I did not know what a real love story theirs was. Until I read this book, I never thought of Adams as one of the greatest of the Founding Fathers, but now I think he was one of the best without whom none of it would have happened. The dream of a free nation, not yet realized, but it was a great dream even though he himself later wondered if it would ever really come to pass.

Adams is one of the FFs who cannot be accused of ever supporting slavery. He abhorred it as did his wife. She was a brilliant thinker, and really the strength behind her husband as he depended so much on her for her opinions as much as for her love, which he often conceded, referring to her always as his best friend.

She questioned the cries for freedom and wondered in one of her letters

whether the passion for liberty could be "equally strong in the breasts of those who had been accustomed to deprive their fellow creatures of theirs," and had earlier pondered whether the agonies of pestilence and war could be God's punishment for the sin of slavery.
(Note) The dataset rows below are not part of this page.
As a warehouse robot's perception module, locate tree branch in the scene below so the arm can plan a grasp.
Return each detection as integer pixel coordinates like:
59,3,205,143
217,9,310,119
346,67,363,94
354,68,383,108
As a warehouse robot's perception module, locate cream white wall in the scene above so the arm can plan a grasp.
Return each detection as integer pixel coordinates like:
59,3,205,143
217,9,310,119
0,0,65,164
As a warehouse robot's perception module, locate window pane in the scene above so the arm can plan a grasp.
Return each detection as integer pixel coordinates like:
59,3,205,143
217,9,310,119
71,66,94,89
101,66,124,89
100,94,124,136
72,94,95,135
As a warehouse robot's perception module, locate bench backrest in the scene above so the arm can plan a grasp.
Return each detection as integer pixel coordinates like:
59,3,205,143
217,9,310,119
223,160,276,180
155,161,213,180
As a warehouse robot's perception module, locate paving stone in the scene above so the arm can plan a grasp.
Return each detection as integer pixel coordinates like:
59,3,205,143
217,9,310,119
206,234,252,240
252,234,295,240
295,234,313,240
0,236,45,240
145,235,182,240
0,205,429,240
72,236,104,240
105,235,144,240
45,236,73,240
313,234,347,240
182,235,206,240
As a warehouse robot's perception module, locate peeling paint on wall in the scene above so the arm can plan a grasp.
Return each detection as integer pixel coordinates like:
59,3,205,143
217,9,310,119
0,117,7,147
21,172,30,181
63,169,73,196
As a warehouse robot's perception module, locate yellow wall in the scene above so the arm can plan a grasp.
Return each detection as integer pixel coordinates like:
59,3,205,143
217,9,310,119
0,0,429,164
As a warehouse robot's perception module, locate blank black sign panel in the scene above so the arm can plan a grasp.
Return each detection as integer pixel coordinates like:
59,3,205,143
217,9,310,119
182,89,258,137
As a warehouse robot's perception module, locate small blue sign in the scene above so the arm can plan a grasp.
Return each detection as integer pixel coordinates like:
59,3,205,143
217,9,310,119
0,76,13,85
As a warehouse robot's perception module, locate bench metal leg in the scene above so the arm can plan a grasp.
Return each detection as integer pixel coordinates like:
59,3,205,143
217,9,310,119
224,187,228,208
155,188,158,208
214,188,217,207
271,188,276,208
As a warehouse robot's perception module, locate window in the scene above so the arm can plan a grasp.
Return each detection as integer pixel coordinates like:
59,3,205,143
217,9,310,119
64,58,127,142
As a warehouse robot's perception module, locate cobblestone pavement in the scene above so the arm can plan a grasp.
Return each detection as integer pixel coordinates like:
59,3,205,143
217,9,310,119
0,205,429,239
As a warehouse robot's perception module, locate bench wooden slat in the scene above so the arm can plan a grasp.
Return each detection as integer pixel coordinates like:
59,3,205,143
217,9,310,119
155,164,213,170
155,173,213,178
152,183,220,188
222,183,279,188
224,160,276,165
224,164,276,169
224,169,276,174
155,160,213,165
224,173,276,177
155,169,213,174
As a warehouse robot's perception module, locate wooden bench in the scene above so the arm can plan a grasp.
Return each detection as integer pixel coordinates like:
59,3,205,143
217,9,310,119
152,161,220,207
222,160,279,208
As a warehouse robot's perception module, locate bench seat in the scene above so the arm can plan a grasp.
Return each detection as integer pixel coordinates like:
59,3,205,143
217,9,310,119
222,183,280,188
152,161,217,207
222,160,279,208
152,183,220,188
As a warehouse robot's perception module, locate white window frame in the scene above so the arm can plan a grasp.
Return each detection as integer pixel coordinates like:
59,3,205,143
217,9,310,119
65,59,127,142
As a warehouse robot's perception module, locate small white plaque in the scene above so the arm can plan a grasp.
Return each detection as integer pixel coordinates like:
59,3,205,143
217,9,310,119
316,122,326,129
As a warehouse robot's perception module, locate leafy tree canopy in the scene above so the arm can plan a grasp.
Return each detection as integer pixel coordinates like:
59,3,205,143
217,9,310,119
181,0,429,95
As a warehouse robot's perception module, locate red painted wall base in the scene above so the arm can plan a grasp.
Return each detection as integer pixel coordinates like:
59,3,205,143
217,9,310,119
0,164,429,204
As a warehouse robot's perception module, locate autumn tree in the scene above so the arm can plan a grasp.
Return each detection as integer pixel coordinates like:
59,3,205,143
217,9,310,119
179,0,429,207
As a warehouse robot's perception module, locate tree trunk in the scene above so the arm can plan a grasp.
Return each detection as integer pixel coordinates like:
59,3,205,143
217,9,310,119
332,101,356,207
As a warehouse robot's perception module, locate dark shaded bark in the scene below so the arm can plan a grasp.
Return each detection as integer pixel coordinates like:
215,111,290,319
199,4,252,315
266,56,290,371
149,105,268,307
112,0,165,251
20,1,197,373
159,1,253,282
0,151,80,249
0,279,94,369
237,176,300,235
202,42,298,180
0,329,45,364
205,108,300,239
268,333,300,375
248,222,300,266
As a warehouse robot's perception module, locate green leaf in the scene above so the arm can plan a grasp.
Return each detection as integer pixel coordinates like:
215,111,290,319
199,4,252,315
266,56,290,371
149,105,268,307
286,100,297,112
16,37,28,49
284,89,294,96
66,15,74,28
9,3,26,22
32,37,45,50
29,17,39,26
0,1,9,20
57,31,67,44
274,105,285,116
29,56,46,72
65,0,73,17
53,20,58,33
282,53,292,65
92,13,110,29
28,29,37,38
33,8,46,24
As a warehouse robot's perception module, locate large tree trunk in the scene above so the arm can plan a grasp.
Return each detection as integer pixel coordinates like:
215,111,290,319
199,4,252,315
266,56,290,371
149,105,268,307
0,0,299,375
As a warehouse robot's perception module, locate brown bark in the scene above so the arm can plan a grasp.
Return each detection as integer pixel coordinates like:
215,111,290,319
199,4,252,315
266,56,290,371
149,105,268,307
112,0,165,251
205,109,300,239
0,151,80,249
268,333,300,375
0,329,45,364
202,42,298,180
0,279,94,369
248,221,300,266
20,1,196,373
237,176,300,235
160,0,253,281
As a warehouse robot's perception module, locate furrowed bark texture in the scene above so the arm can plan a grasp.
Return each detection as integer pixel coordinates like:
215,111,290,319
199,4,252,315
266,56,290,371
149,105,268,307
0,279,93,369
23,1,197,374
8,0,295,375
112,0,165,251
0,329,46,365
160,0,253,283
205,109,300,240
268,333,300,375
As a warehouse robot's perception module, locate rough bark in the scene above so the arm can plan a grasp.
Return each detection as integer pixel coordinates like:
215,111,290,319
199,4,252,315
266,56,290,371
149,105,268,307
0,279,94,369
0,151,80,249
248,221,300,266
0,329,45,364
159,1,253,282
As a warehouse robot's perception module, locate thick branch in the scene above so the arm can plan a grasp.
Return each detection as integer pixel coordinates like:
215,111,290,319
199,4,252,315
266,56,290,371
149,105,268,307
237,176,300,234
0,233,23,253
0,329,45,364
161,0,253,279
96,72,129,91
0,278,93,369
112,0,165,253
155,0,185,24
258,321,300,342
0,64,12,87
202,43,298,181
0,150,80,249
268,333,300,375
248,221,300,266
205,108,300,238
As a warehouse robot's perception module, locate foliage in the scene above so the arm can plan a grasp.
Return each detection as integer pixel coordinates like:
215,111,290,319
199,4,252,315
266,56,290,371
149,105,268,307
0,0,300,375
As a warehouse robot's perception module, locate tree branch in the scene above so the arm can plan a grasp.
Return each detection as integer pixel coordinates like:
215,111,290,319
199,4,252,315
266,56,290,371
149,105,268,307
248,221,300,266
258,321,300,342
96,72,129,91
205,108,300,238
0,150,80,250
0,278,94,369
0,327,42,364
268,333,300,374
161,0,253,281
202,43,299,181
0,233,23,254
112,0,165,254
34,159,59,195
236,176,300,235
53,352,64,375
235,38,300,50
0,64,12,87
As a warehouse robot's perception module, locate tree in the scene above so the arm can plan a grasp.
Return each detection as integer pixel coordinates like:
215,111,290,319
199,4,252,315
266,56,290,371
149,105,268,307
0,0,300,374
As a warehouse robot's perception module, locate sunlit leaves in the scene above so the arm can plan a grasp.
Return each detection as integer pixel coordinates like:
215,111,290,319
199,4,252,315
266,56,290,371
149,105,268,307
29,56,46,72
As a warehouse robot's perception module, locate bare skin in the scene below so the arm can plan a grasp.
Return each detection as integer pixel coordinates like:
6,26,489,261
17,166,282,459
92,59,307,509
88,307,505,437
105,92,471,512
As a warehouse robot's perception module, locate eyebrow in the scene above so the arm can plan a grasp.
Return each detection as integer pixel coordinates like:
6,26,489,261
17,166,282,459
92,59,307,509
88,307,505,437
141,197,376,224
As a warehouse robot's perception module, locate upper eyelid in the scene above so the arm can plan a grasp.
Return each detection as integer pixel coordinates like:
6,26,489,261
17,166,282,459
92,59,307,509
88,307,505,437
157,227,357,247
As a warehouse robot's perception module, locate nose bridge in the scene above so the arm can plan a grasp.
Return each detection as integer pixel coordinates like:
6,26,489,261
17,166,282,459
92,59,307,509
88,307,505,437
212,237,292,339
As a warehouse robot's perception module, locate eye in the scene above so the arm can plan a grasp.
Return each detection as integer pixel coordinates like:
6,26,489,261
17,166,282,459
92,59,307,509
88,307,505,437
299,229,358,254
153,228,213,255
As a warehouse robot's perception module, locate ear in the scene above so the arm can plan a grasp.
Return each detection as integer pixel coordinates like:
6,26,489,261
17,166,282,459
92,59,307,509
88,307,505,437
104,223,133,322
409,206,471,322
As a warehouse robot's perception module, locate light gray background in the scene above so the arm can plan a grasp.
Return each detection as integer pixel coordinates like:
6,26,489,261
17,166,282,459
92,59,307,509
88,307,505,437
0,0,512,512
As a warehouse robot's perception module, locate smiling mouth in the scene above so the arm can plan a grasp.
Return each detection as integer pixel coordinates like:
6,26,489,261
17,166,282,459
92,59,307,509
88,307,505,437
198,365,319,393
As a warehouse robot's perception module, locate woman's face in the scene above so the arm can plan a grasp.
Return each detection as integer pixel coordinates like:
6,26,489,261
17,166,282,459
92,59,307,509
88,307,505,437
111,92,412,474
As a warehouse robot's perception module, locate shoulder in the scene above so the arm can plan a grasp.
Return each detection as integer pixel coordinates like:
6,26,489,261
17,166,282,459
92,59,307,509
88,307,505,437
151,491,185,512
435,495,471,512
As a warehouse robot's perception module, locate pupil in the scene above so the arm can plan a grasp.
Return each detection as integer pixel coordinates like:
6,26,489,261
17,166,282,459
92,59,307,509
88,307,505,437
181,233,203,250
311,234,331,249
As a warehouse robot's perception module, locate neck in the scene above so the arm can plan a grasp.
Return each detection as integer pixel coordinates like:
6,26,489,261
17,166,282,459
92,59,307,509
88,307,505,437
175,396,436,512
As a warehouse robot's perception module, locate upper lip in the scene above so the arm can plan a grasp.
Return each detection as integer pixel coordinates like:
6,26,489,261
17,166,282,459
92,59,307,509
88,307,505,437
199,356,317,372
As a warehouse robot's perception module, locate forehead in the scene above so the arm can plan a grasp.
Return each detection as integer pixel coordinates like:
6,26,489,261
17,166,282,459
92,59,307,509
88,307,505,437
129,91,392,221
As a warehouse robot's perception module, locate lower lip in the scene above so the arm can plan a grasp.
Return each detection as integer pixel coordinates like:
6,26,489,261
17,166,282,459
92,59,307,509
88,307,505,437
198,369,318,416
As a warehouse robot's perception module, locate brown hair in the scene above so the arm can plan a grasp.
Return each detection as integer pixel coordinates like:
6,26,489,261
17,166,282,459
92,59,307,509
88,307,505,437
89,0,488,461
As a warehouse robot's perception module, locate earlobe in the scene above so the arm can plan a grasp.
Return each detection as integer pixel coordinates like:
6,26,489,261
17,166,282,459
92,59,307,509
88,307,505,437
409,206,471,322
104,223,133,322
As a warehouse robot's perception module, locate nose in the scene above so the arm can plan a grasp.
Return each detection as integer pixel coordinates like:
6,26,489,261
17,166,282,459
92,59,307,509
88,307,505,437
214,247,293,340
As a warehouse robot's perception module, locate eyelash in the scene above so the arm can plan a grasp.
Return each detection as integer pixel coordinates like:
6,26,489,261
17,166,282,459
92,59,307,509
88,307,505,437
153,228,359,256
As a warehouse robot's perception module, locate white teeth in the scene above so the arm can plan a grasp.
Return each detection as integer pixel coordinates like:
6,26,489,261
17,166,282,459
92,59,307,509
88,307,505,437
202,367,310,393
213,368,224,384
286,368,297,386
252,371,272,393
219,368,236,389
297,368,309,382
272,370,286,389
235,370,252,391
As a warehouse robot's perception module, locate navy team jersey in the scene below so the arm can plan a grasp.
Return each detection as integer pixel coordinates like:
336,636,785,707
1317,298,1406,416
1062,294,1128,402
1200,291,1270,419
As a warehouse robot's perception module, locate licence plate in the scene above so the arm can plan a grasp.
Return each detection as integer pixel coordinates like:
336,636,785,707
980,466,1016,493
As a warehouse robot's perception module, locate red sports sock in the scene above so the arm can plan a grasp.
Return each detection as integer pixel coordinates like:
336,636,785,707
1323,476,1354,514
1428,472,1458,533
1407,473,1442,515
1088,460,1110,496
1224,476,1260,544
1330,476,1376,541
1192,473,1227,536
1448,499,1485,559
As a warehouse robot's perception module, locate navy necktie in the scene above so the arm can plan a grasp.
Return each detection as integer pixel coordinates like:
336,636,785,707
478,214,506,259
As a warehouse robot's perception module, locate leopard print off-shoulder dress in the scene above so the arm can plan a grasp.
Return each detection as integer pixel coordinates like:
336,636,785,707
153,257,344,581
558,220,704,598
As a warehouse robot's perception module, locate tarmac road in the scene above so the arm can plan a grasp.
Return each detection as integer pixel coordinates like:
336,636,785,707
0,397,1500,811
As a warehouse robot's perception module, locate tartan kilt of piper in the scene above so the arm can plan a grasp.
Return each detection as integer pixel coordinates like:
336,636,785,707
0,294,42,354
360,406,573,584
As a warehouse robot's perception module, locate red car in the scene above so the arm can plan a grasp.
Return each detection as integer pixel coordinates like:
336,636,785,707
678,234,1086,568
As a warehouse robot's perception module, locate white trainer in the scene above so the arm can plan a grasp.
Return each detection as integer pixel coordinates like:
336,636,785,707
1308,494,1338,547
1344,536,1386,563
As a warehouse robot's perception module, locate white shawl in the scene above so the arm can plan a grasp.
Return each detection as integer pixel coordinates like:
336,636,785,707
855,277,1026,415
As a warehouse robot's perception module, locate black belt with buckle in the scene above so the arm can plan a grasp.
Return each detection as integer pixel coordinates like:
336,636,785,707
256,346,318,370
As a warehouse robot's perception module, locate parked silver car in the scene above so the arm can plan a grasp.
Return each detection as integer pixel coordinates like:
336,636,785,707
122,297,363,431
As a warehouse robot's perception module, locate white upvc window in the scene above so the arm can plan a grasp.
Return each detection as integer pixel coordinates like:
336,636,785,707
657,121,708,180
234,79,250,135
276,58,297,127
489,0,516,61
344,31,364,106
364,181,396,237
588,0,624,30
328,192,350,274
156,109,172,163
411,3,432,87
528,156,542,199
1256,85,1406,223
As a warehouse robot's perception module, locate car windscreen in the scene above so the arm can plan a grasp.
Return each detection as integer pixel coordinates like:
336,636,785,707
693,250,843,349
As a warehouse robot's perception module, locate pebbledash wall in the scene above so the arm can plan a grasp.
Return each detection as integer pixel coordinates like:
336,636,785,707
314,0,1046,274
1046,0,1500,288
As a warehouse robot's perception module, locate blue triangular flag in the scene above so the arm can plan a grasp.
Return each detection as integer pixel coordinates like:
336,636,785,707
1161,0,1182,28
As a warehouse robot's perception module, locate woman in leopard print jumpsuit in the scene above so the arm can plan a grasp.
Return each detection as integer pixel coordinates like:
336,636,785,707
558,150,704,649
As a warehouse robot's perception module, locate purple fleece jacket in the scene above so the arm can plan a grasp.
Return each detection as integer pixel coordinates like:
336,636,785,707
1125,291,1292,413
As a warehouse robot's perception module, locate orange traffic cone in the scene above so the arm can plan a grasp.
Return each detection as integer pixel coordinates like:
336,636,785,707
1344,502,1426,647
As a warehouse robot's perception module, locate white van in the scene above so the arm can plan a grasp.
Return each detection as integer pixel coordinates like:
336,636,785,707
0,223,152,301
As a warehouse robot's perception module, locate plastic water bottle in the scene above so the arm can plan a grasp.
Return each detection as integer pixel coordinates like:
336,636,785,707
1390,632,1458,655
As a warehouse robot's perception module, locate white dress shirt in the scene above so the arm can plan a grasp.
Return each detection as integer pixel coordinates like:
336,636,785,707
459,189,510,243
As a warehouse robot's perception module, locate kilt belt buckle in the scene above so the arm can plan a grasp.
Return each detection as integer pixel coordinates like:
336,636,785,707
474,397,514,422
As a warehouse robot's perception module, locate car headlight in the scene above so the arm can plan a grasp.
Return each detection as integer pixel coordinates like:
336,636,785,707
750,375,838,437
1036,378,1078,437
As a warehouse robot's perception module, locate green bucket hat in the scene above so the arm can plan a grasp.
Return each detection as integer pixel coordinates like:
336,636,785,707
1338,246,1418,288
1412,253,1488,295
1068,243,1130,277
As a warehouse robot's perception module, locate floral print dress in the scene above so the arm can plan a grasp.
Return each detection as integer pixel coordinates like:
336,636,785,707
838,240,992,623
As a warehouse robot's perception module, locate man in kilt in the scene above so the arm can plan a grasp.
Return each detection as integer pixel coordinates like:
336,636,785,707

And the Adams family lived by what they believed. She also chided her husband about the lack of rights afforded to women causing him to think about it, no small thing at that time.

The graphic descriptions of the War for Independence were so real you feel you were there. It is easy to read, it moves fast, and you don't want to put it down. And you get to really know the people, on a personal level, who fought for Independence, their brilliance, courage and their faults.

If you haven't read it, I would highly recommend it even to people who are not especially interested in history. Because aside from the fact that McCullough stays close to the facts it is a great story, told by a great story teller backed up by incredible research and personal letters from those who left us with a record of their thoughts and feelings during that tumultuous time.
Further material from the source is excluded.